The rest of the world is watching in consternation and waiting out the consequences. Perhaps democracy cannot be taken for granted forever? Are we heading – step-by-step – for kakistocracy – i.e.“government by the worst, least qualified or most unprincipled citizens”?
Is there any hope?
Yes! Of course. Such trends also carry their dialectics – opposite forces will be mobilised.
• Good-hearted citizens rise and create the necessary debate and take action – “Not in our names” and “Welcome refugees”… and much more.
• Business people in Denmark will protest because a bad image of Denmark will impact on future business.
• Civil disobedience by police and others, turning their heads, overlooking the ‘excessive’ valuables, refusing to carry out the dirty work.
• International business people, politicians and tourists will increasingly boycot Denmark and go elsewhere.
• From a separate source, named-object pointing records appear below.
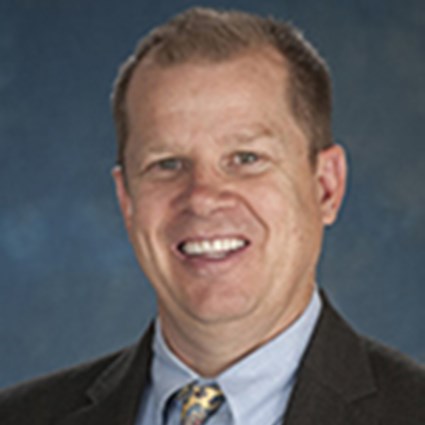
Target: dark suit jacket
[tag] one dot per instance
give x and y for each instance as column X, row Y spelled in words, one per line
column 344, row 379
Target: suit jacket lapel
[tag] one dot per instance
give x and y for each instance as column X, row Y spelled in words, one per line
column 114, row 397
column 335, row 383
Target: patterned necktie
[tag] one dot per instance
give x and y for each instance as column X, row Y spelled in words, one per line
column 199, row 403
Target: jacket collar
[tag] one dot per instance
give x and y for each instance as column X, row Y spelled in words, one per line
column 335, row 382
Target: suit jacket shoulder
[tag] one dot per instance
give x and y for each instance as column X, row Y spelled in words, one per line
column 345, row 379
column 104, row 391
column 50, row 397
column 400, row 383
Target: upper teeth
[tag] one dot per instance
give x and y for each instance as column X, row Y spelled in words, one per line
column 212, row 246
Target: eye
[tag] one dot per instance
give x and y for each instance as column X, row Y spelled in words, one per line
column 169, row 164
column 242, row 158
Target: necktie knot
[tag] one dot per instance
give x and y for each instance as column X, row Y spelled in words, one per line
column 199, row 402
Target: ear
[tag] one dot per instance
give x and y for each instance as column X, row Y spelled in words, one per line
column 331, row 175
column 123, row 196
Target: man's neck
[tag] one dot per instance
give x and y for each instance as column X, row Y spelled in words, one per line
column 211, row 348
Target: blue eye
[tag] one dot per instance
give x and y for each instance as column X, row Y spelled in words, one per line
column 242, row 158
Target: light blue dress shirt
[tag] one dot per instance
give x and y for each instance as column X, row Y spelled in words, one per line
column 257, row 388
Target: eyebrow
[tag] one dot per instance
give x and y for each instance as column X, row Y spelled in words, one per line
column 244, row 137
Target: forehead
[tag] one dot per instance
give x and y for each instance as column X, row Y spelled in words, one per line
column 250, row 89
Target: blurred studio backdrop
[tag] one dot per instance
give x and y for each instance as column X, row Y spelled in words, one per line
column 70, row 288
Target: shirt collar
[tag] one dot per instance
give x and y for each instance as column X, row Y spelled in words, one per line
column 255, row 381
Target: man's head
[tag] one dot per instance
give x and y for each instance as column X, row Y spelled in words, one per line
column 219, row 197
column 209, row 35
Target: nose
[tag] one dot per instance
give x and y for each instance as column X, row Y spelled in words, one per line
column 207, row 194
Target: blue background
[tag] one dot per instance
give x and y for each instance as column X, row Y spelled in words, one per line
column 70, row 288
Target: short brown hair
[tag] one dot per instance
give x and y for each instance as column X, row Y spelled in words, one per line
column 213, row 35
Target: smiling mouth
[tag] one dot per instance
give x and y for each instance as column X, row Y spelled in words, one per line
column 212, row 249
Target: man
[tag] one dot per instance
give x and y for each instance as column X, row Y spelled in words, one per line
column 226, row 177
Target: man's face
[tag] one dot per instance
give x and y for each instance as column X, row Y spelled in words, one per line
column 222, row 206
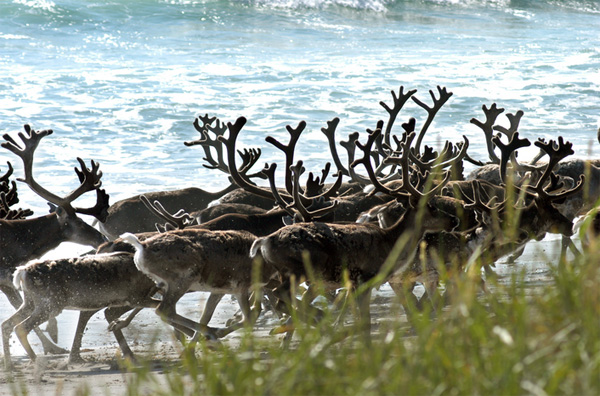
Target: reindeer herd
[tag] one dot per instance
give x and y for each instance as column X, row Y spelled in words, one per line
column 397, row 211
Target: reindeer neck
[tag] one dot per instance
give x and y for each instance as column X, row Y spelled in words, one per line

• Like Chinese heavyweight artist, Ai Weiwei, artists and other people of culture will stop co-operating with and in Denmark.
• Danish humanitarian and human rights organisations have already protested, so will many more around the world. International media pressure. Denmark’s image damage limitation attempts may soften manifest criticism – but then there is the anger you can’t measure. People still remember the Mohamed caricatures. Iraqis and Libyans know what Denmark did to their people.
• The laws will end up in the European Court of Human Rights.
• Assuming that the refugee stream will continue for as long as Western countries conduct warfare in the Middle East, the pressures over time to either devise a completely new refugee reception and integration or stop the militarist adventures will mount – and it may go fast during the spring.
• Refugees can be seen as the largest non-violent movement against warfare at the moment – and they may join hands with peace, women, minority and other human rights movements to achieve a huge anti-war opinion – somewhat resembling the anti-nuclear movement in Europe of the 1980s that lead to the end of the Cold War. Could the refugees be seen as the embryo of the fundamental change that is necessary to once and for all stop Western attempts to dominate in the Middle East – perhaps as an embryo also to the necessary de-legitimization of interventionist warfare?
If some of these and similar steps do not change the Danish “jewellery law”, they may at least help teach the Danish decision-makers a much-needed lesson and make them re-think their next steps more carefully.
Denmark should pay a price for its morally unacceptable policies.
This is not the time to stay silent. Every refugee coming to Europe today could say what Martin Luther King said:
“In the end, we will remember not the words of our enemies, but the silence of our friends.” [Ed’s note — this quotation is unsourced.]